The birth of Martha AI
Cognito Systems’ early projects showed the limits of manual support. At Zap Africa, after-hours enquiries from crypto traders overwhelmed the team. That experience led to the development of Martha AI, a B2B assistant built to automate customer service.
Named after the founder’s sister, Martha reflects familiarity. “We named it after her because she loves to talk. It felt natural for a system whose job is to constantly communicate with people,” Moore revealed.
Its initial goal was to streamline interactions, reduce wait times, and automate query handling. From there, it evolved. Using customer data from Zap Africa, it was trained to switch between Nigerian English, pidgin, and local languages such as Hausa and Yoruba. Beyond answering questions, it analyses sentiment and context.
The beta version of the product is set for release this November, with a full launch planned for early 2026. Early testers are invited to join a waitlist and share feedback to shape future development. Moore explains that the goal is to collect real-world insights before the system begins handling critical workloads.

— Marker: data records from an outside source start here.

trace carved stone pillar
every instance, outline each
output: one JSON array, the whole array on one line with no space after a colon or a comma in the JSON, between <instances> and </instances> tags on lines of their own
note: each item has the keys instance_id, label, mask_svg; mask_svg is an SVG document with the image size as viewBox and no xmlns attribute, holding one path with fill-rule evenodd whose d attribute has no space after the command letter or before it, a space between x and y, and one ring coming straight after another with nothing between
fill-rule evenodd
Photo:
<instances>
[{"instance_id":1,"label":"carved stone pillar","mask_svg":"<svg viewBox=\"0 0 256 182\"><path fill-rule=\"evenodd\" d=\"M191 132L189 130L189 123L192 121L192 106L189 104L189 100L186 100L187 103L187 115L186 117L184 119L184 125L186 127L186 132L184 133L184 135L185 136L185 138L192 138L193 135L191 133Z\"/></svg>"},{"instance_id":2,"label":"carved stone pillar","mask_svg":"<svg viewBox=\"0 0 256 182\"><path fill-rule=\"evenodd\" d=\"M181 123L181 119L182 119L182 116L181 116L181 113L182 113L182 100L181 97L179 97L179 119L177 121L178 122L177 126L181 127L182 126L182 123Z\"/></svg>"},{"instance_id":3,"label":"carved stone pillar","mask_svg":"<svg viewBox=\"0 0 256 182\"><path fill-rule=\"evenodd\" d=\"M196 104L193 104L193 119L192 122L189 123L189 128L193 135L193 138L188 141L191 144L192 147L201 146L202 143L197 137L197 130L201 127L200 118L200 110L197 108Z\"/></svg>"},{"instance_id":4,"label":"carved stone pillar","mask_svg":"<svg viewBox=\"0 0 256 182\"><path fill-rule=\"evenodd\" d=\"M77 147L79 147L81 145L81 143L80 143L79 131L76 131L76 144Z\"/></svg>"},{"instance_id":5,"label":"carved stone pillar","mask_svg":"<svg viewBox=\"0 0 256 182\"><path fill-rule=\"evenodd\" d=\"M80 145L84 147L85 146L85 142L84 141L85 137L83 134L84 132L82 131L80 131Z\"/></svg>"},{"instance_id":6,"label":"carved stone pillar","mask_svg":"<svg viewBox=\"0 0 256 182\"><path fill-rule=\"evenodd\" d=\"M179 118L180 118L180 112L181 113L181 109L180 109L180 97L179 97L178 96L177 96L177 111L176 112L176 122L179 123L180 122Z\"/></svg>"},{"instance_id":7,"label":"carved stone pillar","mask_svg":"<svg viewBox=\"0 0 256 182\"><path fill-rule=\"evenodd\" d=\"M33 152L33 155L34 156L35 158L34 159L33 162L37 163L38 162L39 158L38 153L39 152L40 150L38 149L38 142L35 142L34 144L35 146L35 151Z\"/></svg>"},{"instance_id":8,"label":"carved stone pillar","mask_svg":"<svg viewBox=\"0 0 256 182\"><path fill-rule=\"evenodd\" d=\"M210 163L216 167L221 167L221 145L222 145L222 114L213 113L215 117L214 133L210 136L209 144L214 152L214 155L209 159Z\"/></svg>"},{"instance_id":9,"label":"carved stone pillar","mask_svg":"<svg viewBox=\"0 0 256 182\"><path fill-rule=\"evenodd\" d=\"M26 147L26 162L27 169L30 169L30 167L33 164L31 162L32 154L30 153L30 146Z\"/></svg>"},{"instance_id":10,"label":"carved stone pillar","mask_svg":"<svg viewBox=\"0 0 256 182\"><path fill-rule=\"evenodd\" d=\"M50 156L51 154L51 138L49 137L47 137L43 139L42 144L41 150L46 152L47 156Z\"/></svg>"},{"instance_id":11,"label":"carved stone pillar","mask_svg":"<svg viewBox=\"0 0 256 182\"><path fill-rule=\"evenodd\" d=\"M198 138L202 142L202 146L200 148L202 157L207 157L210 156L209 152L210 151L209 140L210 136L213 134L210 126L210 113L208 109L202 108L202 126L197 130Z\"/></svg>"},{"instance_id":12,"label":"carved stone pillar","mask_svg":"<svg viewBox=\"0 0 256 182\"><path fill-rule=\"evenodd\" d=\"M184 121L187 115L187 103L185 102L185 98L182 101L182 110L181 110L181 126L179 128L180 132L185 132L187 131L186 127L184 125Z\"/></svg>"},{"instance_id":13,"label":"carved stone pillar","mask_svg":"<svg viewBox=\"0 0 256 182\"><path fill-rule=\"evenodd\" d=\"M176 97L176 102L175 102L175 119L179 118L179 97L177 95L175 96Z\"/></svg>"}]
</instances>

Martha AI has already delivered results. Beyond streamlining client support systems, its deployment with Black Pride Canada refined real-time sentiment analysis and tested how AI performs in sensitive human interactions, revealing its wider potential for both commercial and social use.
Its strength lies in localisation and adaptability. Built on OpenAI technology, it delivers context-aware responses that reflect local language and culture, which global tools like Intercom or Zendesk can miss. A coming feature, “smart escalation,” will flag complex queries to the right team members. The product fits into a broader plan to automate full business workflows, extending to engineering, product, and finance.
Now, Cognito Systems is shifting from client projects to in-house products, aiming to define a new model for local technology. One built on tools that think contextually and act with understanding.”